John Emerich Edward Dalberg-Acton, 1º barão Acton, KCVO, DL (Nápoles, 10 de janeiro de 1834Tegernsee, 19 de junho de 1902), foi um historiador britânico famoso pela frase:

"O poder tende a corromper, e o poder absoluto corrompe absolutamente, de modo que os grandes homens são quase sempre homens maus."[1]

Foi director da revista católica The Rambler desde 1859. Opôs-se ao Syllabus, documento de oitenta pontos, publicado pela Santa Sé em 1864, durante o papado de Pio IX. Também foi contrário ao dogma da Infalibilidade papal, embora tenha acabado por aceitá-lo, ao ser promulgado por Pio IX, em 1870, por ocasião do Concílio Vaticano I.[2]

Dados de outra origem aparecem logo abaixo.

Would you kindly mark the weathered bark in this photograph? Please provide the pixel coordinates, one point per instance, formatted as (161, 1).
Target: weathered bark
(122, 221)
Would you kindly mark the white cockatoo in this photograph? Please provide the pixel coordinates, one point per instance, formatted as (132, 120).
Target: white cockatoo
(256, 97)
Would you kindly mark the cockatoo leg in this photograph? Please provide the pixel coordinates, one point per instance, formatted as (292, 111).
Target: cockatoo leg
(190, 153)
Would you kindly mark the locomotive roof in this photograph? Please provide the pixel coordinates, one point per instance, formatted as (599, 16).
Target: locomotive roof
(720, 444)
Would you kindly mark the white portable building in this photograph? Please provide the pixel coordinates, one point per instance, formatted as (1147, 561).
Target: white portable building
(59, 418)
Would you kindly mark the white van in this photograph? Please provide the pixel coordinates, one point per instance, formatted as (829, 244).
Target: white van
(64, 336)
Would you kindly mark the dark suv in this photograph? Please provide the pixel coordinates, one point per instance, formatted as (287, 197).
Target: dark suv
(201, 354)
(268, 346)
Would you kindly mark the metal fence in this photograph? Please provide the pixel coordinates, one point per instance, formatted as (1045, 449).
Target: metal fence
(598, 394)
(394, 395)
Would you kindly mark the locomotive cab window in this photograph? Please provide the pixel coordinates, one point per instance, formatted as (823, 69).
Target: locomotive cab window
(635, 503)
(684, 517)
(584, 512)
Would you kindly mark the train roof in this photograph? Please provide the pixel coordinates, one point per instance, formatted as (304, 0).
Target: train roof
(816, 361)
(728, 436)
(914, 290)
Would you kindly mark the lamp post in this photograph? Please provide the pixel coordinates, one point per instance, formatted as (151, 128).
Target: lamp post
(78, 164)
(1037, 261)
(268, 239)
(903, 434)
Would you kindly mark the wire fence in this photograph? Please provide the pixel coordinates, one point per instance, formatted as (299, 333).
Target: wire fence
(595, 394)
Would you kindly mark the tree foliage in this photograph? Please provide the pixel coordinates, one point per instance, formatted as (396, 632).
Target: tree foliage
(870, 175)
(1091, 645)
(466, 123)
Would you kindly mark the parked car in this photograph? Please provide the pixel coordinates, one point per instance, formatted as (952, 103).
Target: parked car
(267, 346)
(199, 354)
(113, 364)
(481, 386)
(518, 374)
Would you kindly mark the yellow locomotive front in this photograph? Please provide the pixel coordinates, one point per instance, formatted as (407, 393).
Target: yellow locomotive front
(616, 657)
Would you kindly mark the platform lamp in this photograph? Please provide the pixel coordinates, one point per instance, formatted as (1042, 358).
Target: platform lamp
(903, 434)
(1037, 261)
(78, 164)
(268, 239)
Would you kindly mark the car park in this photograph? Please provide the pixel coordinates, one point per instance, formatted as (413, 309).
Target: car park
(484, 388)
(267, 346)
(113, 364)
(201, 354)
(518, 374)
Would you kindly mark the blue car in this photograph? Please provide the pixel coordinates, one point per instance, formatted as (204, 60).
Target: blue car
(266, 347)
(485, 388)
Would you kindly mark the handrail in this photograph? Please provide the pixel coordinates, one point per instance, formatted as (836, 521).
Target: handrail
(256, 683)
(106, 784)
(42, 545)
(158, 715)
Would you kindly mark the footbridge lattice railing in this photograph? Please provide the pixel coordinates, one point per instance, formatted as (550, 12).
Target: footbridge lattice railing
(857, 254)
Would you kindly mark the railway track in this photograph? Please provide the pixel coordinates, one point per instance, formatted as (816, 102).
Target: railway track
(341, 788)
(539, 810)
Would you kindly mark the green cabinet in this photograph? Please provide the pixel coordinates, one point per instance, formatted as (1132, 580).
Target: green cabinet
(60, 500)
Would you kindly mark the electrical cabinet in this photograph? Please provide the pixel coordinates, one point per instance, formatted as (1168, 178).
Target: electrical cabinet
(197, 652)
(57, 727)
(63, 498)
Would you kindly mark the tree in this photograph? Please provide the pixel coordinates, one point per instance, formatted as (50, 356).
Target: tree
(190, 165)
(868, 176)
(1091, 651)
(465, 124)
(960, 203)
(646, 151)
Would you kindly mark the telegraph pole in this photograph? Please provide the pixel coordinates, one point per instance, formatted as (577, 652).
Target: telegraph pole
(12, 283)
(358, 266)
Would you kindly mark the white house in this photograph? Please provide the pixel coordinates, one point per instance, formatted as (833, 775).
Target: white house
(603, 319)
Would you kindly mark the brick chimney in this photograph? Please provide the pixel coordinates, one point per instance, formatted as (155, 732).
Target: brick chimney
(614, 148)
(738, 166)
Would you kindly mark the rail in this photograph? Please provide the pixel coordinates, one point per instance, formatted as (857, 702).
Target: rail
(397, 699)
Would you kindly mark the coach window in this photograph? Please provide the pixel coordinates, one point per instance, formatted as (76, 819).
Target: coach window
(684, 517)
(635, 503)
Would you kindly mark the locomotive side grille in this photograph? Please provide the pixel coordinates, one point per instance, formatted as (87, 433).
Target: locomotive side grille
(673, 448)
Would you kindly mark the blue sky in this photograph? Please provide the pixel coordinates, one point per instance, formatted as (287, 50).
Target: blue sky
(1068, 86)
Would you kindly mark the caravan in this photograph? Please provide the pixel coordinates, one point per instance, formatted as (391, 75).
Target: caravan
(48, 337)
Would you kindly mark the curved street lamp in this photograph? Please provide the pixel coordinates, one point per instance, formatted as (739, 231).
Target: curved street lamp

Como Regius Professor da Universidade de Cambridge (1895), preparou a famosa História Moderna de Cambridge.

Pensamento[editar | editar código-fonte]

No pensamento de Lord Acton, o processo histórico desenvolve-se orientado pela liberdade humana ou livre-arbítrio, no sentido de uma liberdade cada vez maior. A defesa desta última é um imperativo moral: se o poder político se arroga o direito de comandar os atos dos homens, ele os priva de sua responsabilidade.

Acton considera que a noção de liberdade é mais uma contribuição cristã do que greco-romana, pois o cristianismo teria revelado esse conceito em sua plenitude ao mostrar sua indissociabilidade da ideia de responsabilidade. Intimamente associada à responsabilidade, a liberdade é uma condição necessária para atingir fins espirituais elevados. Lord Acton afirma, dessa forma, que "a liberdade não é um meio para atingir um fim político mais elevado. Ela é o fim político mais elevado. Não é para realizar uma boa administração pública que a liberdade é necessária, mas sim para assegurar a busca dos fins mais elevados da sociedade civil e da vida privada".

No que concerne à teoria política pura, Lord Acton concebeu uma distinção importante entre duas questões essenciais:

"Quem detém o poder político?" e "quais são os poderes do estado?" A primeira refere-se à oposição entre democracia e regime autoritário, ao passo que a segunda objetiva distinguir entre o liberalismo e o que se chamará mais tarde totalitarismo.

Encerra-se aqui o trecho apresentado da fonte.